Desperately trying to shrug it off, I casually asked my partner (who was waiting outside the dressing room) to grab me there same dress in a size 4. The second dress fit much better, but it still looked a little large. I broke down crying as quietly as I could for reasons I can't exactly explain. I wanted to laugh at myself for being so overdramatic, but I couldn't manage to break my gaze from the mirror. In that moment, my reflection changed to the familiar teenage person who hated their body I changed back into the outfit I arrived in, and stared obsessively at the way my high waisted jeans no longer hugged my skin, something I hadn't noticed until this moment. I noticed the XS shirt I was wearing, which I bought to wear as a crop top-like garment, was now a baggy tee. My younger self celebrated finally being the size they wanted to be, while my current self angrily tried to resist these toxic feelings.

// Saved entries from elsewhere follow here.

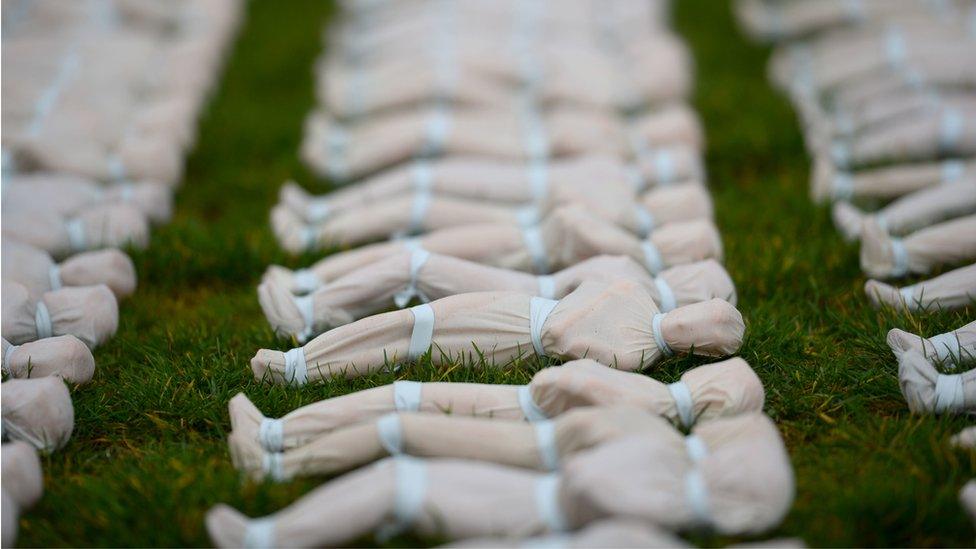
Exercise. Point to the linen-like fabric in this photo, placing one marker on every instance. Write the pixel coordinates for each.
(611, 323)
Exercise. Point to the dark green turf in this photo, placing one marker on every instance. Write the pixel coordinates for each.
(148, 456)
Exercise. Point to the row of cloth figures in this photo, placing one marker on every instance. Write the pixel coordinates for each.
(93, 145)
(886, 92)
(493, 202)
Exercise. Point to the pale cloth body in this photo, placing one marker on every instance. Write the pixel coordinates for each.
(611, 323)
(745, 476)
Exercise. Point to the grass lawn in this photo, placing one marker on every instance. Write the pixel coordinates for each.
(148, 456)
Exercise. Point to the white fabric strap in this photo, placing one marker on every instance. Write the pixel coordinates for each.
(296, 369)
(54, 276)
(951, 129)
(645, 220)
(390, 432)
(42, 320)
(947, 346)
(664, 167)
(418, 259)
(683, 403)
(539, 310)
(666, 299)
(908, 296)
(423, 331)
(658, 336)
(899, 256)
(547, 503)
(338, 139)
(696, 448)
(306, 307)
(952, 170)
(271, 434)
(547, 286)
(536, 248)
(76, 234)
(949, 395)
(305, 281)
(545, 439)
(696, 492)
(259, 534)
(652, 257)
(406, 395)
(530, 409)
(411, 490)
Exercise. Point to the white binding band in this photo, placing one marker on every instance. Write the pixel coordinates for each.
(305, 281)
(539, 310)
(658, 336)
(271, 434)
(418, 258)
(947, 346)
(645, 220)
(899, 256)
(306, 307)
(422, 334)
(666, 299)
(529, 408)
(76, 234)
(408, 501)
(259, 534)
(406, 395)
(949, 395)
(54, 276)
(296, 369)
(547, 286)
(545, 439)
(390, 432)
(42, 321)
(683, 403)
(652, 257)
(536, 248)
(547, 503)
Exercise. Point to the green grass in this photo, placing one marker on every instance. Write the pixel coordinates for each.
(148, 456)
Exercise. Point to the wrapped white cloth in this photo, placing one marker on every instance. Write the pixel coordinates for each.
(949, 242)
(564, 238)
(955, 348)
(65, 356)
(952, 290)
(23, 479)
(617, 324)
(736, 479)
(704, 393)
(70, 195)
(89, 313)
(38, 272)
(105, 226)
(402, 277)
(911, 212)
(38, 412)
(927, 391)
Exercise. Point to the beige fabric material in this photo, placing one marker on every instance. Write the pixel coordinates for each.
(911, 212)
(65, 356)
(716, 390)
(38, 412)
(89, 313)
(611, 323)
(746, 484)
(23, 479)
(953, 290)
(944, 243)
(107, 226)
(392, 281)
(37, 271)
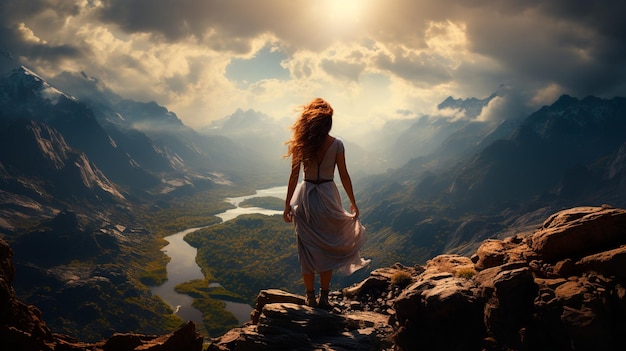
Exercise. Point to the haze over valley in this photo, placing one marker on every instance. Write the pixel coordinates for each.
(143, 128)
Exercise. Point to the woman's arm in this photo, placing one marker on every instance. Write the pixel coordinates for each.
(291, 187)
(347, 182)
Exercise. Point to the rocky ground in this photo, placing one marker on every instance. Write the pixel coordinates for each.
(561, 287)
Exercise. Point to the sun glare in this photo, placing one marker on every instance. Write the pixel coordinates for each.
(346, 10)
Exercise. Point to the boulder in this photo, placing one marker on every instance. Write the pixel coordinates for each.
(580, 231)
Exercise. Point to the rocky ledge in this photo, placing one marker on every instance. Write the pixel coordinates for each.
(561, 287)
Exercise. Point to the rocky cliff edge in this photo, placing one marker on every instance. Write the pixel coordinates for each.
(561, 287)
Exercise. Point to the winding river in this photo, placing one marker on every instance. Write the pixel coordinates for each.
(183, 267)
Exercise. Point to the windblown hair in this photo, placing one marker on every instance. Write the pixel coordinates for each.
(309, 131)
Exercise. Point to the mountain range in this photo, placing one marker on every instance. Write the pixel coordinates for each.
(570, 153)
(78, 166)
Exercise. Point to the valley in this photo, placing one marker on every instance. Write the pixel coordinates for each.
(87, 197)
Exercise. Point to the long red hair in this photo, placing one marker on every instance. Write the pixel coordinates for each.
(310, 131)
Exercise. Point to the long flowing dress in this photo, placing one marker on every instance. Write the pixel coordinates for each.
(328, 236)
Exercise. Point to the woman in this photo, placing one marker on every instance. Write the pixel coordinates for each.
(328, 237)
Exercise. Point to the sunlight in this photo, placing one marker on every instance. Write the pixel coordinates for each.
(346, 10)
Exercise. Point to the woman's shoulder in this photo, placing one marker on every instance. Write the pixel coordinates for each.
(338, 144)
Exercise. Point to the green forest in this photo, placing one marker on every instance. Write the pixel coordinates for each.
(248, 254)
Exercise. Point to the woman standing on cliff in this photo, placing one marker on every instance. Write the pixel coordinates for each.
(328, 237)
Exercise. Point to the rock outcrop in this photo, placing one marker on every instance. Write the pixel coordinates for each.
(23, 329)
(562, 287)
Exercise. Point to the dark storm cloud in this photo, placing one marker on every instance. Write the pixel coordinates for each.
(47, 17)
(577, 44)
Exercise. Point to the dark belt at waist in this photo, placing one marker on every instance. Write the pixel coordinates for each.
(318, 181)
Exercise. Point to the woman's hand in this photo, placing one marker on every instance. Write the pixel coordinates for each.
(287, 216)
(354, 210)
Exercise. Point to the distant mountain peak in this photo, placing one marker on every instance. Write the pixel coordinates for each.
(23, 78)
(471, 106)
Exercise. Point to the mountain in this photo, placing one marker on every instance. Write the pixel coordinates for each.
(570, 153)
(559, 287)
(77, 179)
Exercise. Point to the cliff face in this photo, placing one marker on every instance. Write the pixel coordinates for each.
(23, 329)
(562, 287)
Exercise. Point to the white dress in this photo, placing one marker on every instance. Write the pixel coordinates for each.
(328, 236)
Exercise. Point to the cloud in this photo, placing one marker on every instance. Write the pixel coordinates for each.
(370, 57)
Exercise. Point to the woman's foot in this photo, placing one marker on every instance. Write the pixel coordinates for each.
(310, 298)
(323, 302)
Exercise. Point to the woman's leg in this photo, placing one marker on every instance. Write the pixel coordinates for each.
(309, 285)
(325, 278)
(309, 281)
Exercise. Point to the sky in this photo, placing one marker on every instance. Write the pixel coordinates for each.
(373, 60)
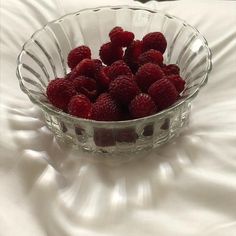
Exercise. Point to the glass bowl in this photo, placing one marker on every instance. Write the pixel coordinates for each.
(44, 57)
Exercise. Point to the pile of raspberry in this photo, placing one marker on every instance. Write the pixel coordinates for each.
(129, 81)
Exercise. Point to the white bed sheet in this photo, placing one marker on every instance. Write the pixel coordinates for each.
(186, 188)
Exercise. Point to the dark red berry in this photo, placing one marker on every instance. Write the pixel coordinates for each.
(110, 53)
(86, 86)
(59, 92)
(119, 68)
(152, 56)
(80, 106)
(123, 89)
(86, 67)
(132, 53)
(142, 105)
(106, 109)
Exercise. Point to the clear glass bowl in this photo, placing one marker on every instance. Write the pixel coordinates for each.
(44, 55)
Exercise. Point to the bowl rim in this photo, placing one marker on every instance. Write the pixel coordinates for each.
(59, 113)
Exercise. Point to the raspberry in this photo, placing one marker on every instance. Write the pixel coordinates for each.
(102, 78)
(119, 68)
(142, 105)
(171, 69)
(147, 75)
(164, 93)
(109, 53)
(155, 40)
(152, 56)
(80, 106)
(86, 86)
(177, 81)
(98, 63)
(122, 38)
(86, 67)
(106, 109)
(123, 89)
(77, 55)
(68, 75)
(59, 92)
(132, 53)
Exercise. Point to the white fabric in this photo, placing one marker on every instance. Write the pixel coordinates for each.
(186, 188)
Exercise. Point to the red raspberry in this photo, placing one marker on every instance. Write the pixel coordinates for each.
(86, 86)
(142, 105)
(98, 64)
(102, 78)
(164, 93)
(59, 92)
(105, 109)
(122, 38)
(152, 56)
(147, 75)
(155, 40)
(109, 53)
(80, 106)
(119, 68)
(123, 89)
(68, 75)
(132, 53)
(77, 55)
(171, 69)
(86, 67)
(177, 81)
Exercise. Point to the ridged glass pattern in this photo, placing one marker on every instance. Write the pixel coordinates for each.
(44, 57)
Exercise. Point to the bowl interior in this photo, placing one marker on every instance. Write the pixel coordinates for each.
(44, 57)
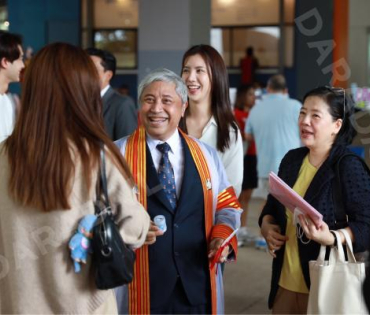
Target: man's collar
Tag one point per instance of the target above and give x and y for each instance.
(173, 141)
(103, 91)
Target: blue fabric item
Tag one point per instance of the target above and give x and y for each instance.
(273, 122)
(166, 175)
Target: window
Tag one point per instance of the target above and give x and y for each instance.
(252, 23)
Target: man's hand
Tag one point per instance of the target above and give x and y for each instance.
(153, 232)
(214, 246)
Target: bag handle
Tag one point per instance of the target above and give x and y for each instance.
(350, 255)
(336, 253)
(103, 176)
(103, 185)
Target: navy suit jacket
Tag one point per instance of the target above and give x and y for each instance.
(119, 114)
(181, 253)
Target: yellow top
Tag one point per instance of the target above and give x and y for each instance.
(291, 275)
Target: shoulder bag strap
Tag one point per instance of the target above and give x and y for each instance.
(101, 185)
(103, 176)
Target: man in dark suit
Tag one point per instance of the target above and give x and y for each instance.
(182, 179)
(119, 112)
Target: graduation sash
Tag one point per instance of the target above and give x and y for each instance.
(139, 292)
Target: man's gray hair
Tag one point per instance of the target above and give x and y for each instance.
(164, 75)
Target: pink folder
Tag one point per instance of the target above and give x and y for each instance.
(290, 199)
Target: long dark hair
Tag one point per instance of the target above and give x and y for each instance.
(61, 110)
(220, 99)
(341, 106)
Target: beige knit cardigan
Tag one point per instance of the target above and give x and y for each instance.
(36, 271)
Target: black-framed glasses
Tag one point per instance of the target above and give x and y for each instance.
(338, 91)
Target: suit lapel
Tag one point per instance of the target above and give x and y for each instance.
(154, 187)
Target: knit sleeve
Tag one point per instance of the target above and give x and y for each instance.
(132, 218)
(355, 181)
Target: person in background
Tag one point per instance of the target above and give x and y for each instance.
(183, 180)
(11, 65)
(48, 175)
(245, 100)
(120, 118)
(272, 124)
(209, 116)
(248, 66)
(326, 129)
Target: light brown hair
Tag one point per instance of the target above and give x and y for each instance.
(60, 109)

Before my world caved into a spiral of negative thoughts about my appearance, I paused. Body positivity has taught me that my body is beautiful no matter what, no matter what society says and no matter how sick I am. I've worked on this for years, and though the negative feelings never truly go away, all my progress can't just be erased because of one small change in my body. I am beautiful. I knew that before, and I will know it again.
I didn't have the strength to try on a size 2. Instead, I convinced myself that the loose and breezy aesthetic is perfect for summer anyway. I bought the dress I was so afraid of in the name of body pos, and as the only act of self care I've been able to muster since my weight loss. After paying for it, I felt a wave of relief come over me. The dress itself wasn't scary. It was the dressing room, manifesting as a microcosm of the darkest parts of my mind that day. As soon as I left it and decided to get the dress anyway, I was free. And luckily when I wore the dress the next day to my trip into the city, I felt as beautiful and body positive as ever.
I'm still grappling with feeling better about my changing body. But I keep reminding myself that the self love I've so compassionately instilled in myself isn't going anywhere. No matter how much weight I lose or gain, no matter what size dress I'm wearing, I'm still my beautiful and worthy self.